For our latest Western Night meeting, I chose MONTE WALSH, the 1970 film starring Lee Marvin. It’s a haunting, bittersweet picture.
Based on the novel by Jack Schaefer, best known for SHANE, MONTE WALSH is the story of a dying breed: the cowboy who refuses to give up or give in. Schaefer introduced Monte in a series of short stories, later collecting them into a novel, mostly set in New Mexico. Much of that book is not in this film, written by Lukas Heller (THE DIRTY DOZEN) and David Zelag Goodman (STRAW DOGS), but the spirit of the novel most certainly comes through.
Marvin took the role because he was anxious to play a romantic lead, something he had not yet done in films. As Monte, he embodies the lone cowboy with his gravelly voice and a face etched with the experience of decades riding the range, but there’s also real affection in his scenes with Martine (Jeanne Moreau), the prostitute he visits now and then, but she refuses to take his money. Their best scene is without dialogue as they lay in bed and she kisses him over and over as he concentrates on rolling a cigarette. Their story, though, is heartbreaking.
The West that Monte and his fellow cowboys know is dying, with ranch lands consumed by a big Eastern conglomerate. As Monte’s friend Chet (Jack Palance in a rare sympathetic role) says to him, “Nobody gets to be a cowboy forever.” Some of the boys find other work, off their horses, while others follow an outlaw path. Monte gets offered a well-paying job playing a star broncobuster in a traveling Wild West show. His response is the code of the cowboy and worth the time to watch the film.
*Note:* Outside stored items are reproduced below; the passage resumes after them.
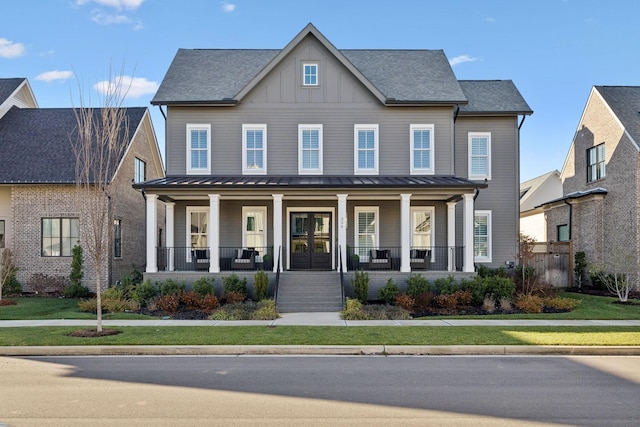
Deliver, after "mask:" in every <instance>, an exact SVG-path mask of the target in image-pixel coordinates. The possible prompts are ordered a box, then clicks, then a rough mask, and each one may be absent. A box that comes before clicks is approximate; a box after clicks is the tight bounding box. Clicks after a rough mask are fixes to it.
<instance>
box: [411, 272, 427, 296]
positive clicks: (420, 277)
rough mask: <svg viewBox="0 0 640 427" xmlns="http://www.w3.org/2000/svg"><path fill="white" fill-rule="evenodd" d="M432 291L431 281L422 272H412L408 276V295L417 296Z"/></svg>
mask: <svg viewBox="0 0 640 427" xmlns="http://www.w3.org/2000/svg"><path fill="white" fill-rule="evenodd" d="M429 291H431V283H429V281H428V280H427V279H426V278H425V277H423V276H422V275H421V274H410V275H409V277H407V295H410V296H416V295H420V294H424V293H425V292H429Z"/></svg>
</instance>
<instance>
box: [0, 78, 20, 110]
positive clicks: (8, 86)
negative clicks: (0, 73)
mask: <svg viewBox="0 0 640 427" xmlns="http://www.w3.org/2000/svg"><path fill="white" fill-rule="evenodd" d="M26 80H27V79H25V78H22V77H19V78H12V79H0V104H2V103H3V102H4V101H6V100H7V99H8V98H9V97H10V96H11V95H13V93H14V92H15V91H16V89H18V87H20V85H21V84H22V83H23V82H25V81H26Z"/></svg>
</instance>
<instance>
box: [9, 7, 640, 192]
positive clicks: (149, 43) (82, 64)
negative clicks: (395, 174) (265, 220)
mask: <svg viewBox="0 0 640 427" xmlns="http://www.w3.org/2000/svg"><path fill="white" fill-rule="evenodd" d="M1 3H2V4H1V6H0V9H1V10H2V13H1V14H0V78H12V77H26V78H28V79H29V83H30V85H31V87H32V89H33V92H34V95H35V97H36V100H37V102H38V105H39V106H40V107H41V108H51V107H74V106H75V107H78V106H80V105H87V104H92V105H94V106H99V105H100V100H101V98H100V95H101V92H100V90H101V89H102V88H104V87H105V86H106V85H108V84H109V82H113V81H115V80H116V78H117V77H118V76H124V77H123V79H121V81H124V82H126V83H127V84H130V89H129V91H128V93H127V99H126V100H125V105H127V106H147V107H150V111H151V117H152V120H153V124H154V127H155V131H156V135H157V137H158V142H159V144H160V149H161V152H162V153H163V155H164V119H163V117H162V115H161V113H160V111H159V109H158V107H155V106H153V107H152V106H151V105H150V101H151V99H152V98H153V96H154V94H155V92H156V90H157V89H158V86H159V85H160V83H161V82H162V79H163V77H164V75H165V73H166V71H167V69H168V68H169V64H170V63H171V60H172V59H173V57H174V56H175V54H176V52H177V50H178V49H180V48H187V49H190V48H211V49H227V48H229V49H243V48H247V49H262V48H265V49H281V48H283V47H285V46H286V45H287V43H289V42H290V41H291V39H293V38H294V37H295V36H296V35H297V34H298V33H299V32H300V31H301V30H302V29H303V28H304V27H305V26H306V25H307V24H308V23H309V22H311V23H313V24H314V25H315V26H316V28H318V30H319V31H320V32H321V33H322V34H324V36H325V37H326V38H327V39H328V40H329V41H330V42H331V43H333V45H334V46H336V47H337V48H338V49H442V50H444V52H445V54H446V55H447V57H448V58H449V61H450V63H451V65H452V67H453V71H454V73H455V75H456V76H457V78H458V79H461V80H494V79H496V80H497V79H500V80H512V81H513V82H514V83H515V85H516V87H517V88H518V89H519V90H520V93H521V94H522V96H523V97H524V99H525V100H526V101H527V103H528V104H529V106H530V107H531V109H532V110H533V111H534V113H533V115H532V116H529V117H526V119H525V121H524V123H523V125H522V128H521V134H520V136H521V140H520V148H521V158H520V164H521V168H520V181H521V182H522V181H526V180H528V179H531V178H534V177H536V176H539V175H542V174H545V173H547V172H549V171H552V170H554V169H557V170H561V169H562V166H563V163H564V161H565V158H566V155H567V152H568V149H569V145H570V144H571V141H572V139H573V135H574V133H575V131H576V129H577V126H578V122H579V120H580V116H581V114H582V111H583V109H584V106H585V104H586V101H587V98H588V96H589V93H590V91H591V88H592V86H594V85H611V86H634V85H635V86H637V85H640V26H639V25H637V21H638V16H640V2H638V1H637V0H535V1H525V0H440V1H432V0H393V1H389V0H319V1H316V2H308V1H300V0H228V1H218V0H14V1H10V0H1ZM81 97H82V102H83V104H81V99H80V98H81Z"/></svg>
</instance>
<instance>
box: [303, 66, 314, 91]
mask: <svg viewBox="0 0 640 427" xmlns="http://www.w3.org/2000/svg"><path fill="white" fill-rule="evenodd" d="M302 82H303V86H318V64H315V63H304V64H302Z"/></svg>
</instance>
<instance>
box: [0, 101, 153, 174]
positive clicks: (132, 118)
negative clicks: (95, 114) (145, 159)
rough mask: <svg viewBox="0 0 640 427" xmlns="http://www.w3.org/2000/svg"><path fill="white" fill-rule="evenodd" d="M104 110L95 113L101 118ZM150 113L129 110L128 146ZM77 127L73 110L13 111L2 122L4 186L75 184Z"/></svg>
mask: <svg viewBox="0 0 640 427" xmlns="http://www.w3.org/2000/svg"><path fill="white" fill-rule="evenodd" d="M100 110H101V109H100V108H96V109H94V113H95V114H99V113H100ZM146 112H147V108H146V107H137V108H126V115H127V118H128V124H129V130H128V132H129V141H126V143H127V144H129V143H130V140H131V138H133V136H134V135H135V132H136V129H137V128H138V126H139V125H140V123H141V121H142V119H143V118H144V116H145V113H146ZM77 126H78V124H77V120H76V116H75V113H74V109H72V108H25V109H21V108H18V107H13V108H11V109H10V110H9V111H8V112H7V114H6V115H5V116H4V117H3V118H2V119H0V159H2V167H1V168H0V183H1V184H45V183H48V184H52V183H63V184H70V183H74V182H75V177H76V175H75V174H76V170H75V161H74V159H75V155H74V153H73V147H72V139H73V138H74V134H75V133H76V132H77ZM124 153H125V150H123V152H122V155H124ZM114 172H115V171H114Z"/></svg>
Originally, Howard Hawks was approached about making the movie, but when Marvin, already signed for the role, arrived for talks with Hawks roaring drunk, Hawks passed. (Hawks had hoped to cast John Wayne in the film and then went on to make RIO LOBO with Wayne instead.) Marvin, who had considerable say during the production, convinced cinematographer William A. Fraker to direct the picture, his first as a director. (In spite of a couple of clumsily handled scenes, Fraker does a terrific job.) Also, since Fraker knew about Marvin’s drinking, (they had worked on PAINT YOUR WAGON prior to this film), accommodations were made during the Arizona location shoot. One accommodation was that Fraker, knowing Marvin’s tendency to begin drinking in the afternoon, scheduled a sunset scene to be shot at dawn.
MONTE WALSH is available on DVD, Blu-Ray, and youtube.com.
Our group includes Johnny D. Boggs, record eight-time Spur Award-winning author for such novels as RETURN TO RED RIVER, Kirk Ellis, Emmy-winning screenwriter and producer of HBO’s JOHN ADAMS and TNT’s INTO THE WEST, Kirk’s wife Sheila, David Morrell, award-winning author and New York Times best-selling author of FIRST BLOOD, and Robert Nott, award-winning journalist and author of THE FILMS OF BUDD BOETTICHER.